The woods was breaking open, exposing its ground and its terrain to view, while Lambern moved lower and lower, losing power in its golden illumination. A reddish glow suffused the woods, lighting the ground in rich browns, and turning the trees into somber giants brooding over an autumnal
scene. Racart walked slowly, unnerved by the deepening colors. If someone were shadowing him, this was surely the place to do it. Slowly, though, as Lambern became visible beneath the treetops as a flattened, glowing orb, he felt himself drawn onward toward the sight itself, through the dwindling woods.
He emerged from the forest, and stood awestricken. The sun Lambern lay before him, beautiful, warm and crimson—half sunk behind a tumbling, painted landscape of rocky wildlands—the sun half sunk, and sinking, so that its blood-red light pooled into the craggy, canyoned wilderness but gave up growing shards of it to half-light and darkness. Racart stood on a plateau of rock, grass covered and shrubbed, and gazed outward and downward to a land which he knew had never before been seen by Ernathene human eyes.
He was still standing, staring, when he felt the arms of the Nale'nid touch lightly upon his shoulders and his arms. He never succeeded in turning his head to look. The plateau shook, and mist filled the tortured wilderness.
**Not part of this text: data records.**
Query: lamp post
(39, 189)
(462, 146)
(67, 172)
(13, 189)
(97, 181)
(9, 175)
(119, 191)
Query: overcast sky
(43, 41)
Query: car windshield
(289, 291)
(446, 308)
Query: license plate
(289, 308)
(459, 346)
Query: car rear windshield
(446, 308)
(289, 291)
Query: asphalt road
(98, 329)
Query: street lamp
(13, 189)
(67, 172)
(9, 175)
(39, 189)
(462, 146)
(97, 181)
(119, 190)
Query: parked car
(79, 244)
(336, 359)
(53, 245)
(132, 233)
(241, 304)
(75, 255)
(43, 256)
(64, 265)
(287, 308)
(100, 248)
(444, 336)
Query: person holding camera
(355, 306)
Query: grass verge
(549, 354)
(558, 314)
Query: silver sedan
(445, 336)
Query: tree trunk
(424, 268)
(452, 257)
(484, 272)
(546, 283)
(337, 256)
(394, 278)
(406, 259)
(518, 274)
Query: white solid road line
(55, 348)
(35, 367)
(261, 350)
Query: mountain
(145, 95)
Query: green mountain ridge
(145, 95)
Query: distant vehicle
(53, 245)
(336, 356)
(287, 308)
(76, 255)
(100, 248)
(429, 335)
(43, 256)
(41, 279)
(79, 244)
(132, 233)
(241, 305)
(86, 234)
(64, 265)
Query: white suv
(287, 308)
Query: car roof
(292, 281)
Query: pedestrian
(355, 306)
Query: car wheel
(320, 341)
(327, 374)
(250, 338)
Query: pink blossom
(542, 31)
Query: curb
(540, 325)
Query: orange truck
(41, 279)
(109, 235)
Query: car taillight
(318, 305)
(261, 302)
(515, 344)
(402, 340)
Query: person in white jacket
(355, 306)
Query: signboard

His vision shimmered, and he sensed motion, fleeting motion beneath his feet, then the sight was lost to him . . . and he knew that he was once more on his way.
He knew, also, that he had solved the escape riddle of the labyrinth—if solution it could be called.
* * *
Richel Mondreau looked at Holme with an expression suggesting annoyance, skepticism, and a touch of upper-rank contempt. "Very well, then," he said, "since Mr. Senrith concurs that the fog was a prime factor in Perland's disappearance, I'll accept your explanation as a working hypothesis. But unless someone has a brilliant idea, it's going to be damned impossible to find the man. Good pilot, too, I understand. Eh, Jondrel?"
Captain Gorges smiled slowly and sympathetically, but at Andol Holme, not at Mondreau. "Yes, Richel. He is a good pilot, and considerably more than that. But it would seem, from past experience, that the man is a magnet for Nale'nid shenanigans—so I shouldn't be surprised to learn of their involvement here, as well."